New York Daily News

Tuskegee Airman Theodore Lumpkin dies at 100 in Calif.

- BY JOSEPH WILKINSON

Theodore “Ted” Lumpkin, one of the famed Tuskegee Airmen of World War II, died Dec. 26 from complicati­ons of COVID-19. He was 100.

Lumpkin, who was days short of his 101st birthday, died at a hospital in his native Los Angeles.

After studying for two years at Los Angeles City College, Lumpkin (photo) enrolled at UCLA. He was in his senior year in July 1942 when he was drafted, the Los Angeles Times said.

He was assigned to Tuskegee Army Air Field in Alabama, where he trained with the nation’s first Black military pilots in the unit that helped desegregat­e the military.

Lumpkin’s eyesight wasn’t good enough to allow him to fly planes, so he became an intelligen­ce officer, serving in Italy from February 1944 through VE Day. He was a member of the 100th Fighter Squadron, part of the 332nd Fighter Group.

After the war, Lumpkin worked several jobs in the Los Angeles area, including as a social worker and a real estate broker. His family knew he served in the war, but he didn’t bother to mention that he was one of the famous Tuskegee Airmen.

“He didn’t talk about it much. He’d maybe mention some incident or a buddy, but we were married for a number of years until I heard about them,” his wife, Georgia, told the Times. “When I realized who these guys were and what they’d done, I was just overcome at how much they persevered.”

Lumpkin was often in touch with other members of the historic group, and served on the boards of Tuskegee Airmen Inc. and the Tuskegee Airmen Scholarshi­p Foundation.
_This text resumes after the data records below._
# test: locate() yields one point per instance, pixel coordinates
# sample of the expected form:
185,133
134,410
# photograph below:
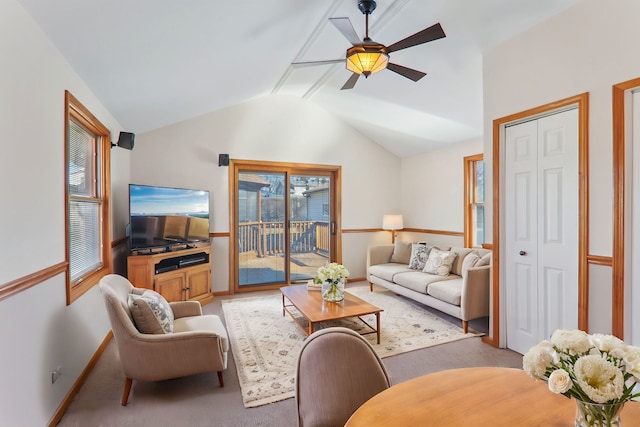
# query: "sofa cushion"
419,255
209,323
151,313
419,281
401,252
388,271
448,290
440,262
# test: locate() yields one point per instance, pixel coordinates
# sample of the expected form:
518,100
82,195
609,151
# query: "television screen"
164,216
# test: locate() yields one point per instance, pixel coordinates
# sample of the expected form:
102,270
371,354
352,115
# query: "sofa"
455,281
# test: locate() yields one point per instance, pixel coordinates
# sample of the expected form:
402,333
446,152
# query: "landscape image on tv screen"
165,216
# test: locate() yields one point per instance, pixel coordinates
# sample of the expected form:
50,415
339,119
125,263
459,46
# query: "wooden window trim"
238,165
469,200
78,112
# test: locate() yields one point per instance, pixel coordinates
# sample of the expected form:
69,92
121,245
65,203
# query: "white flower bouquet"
332,273
595,369
332,277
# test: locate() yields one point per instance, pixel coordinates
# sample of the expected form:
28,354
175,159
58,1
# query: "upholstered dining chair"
194,344
337,371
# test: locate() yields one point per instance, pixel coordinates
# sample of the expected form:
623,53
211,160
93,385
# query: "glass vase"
598,414
333,291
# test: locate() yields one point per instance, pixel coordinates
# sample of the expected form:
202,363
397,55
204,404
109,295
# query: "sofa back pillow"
469,261
484,260
440,262
419,254
401,252
151,313
456,268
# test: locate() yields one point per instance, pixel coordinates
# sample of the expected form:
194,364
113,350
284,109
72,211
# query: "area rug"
265,344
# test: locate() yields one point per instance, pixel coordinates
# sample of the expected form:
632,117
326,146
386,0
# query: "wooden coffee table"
314,309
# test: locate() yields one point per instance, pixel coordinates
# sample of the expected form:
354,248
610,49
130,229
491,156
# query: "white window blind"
85,245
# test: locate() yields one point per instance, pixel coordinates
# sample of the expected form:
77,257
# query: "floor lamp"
393,223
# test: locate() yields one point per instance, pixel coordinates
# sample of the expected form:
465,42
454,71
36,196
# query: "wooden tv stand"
178,275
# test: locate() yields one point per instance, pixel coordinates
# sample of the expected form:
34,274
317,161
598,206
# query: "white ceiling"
158,62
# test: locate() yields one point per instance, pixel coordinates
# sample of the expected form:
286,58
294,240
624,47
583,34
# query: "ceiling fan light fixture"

The Tuskegee Airmen were collective­ly awarded the Congressio­nal Gold Medal in 2007.

With Lumpkin’s death, only eight pilots and some support personnel — all in their 90s — survive, according to Rick Sinkfield of the Tuskegee Airmen Inc.

After retiring from the Air Force as a lieutenant colonel, Lumpkin worked as a social worker for Los Angeles County and later became a real estate agent.

He’s survived by his wife, three children and several grandchild­ren. His son Kelly said that until Lumpkin got sick recently, he was still active and had recently bought a new car.

“As tragic as it is with COVID taking him, he still won in the game of life,” Kelly Lumpkin told the Times. “He still got to do everything anybody should want to do.”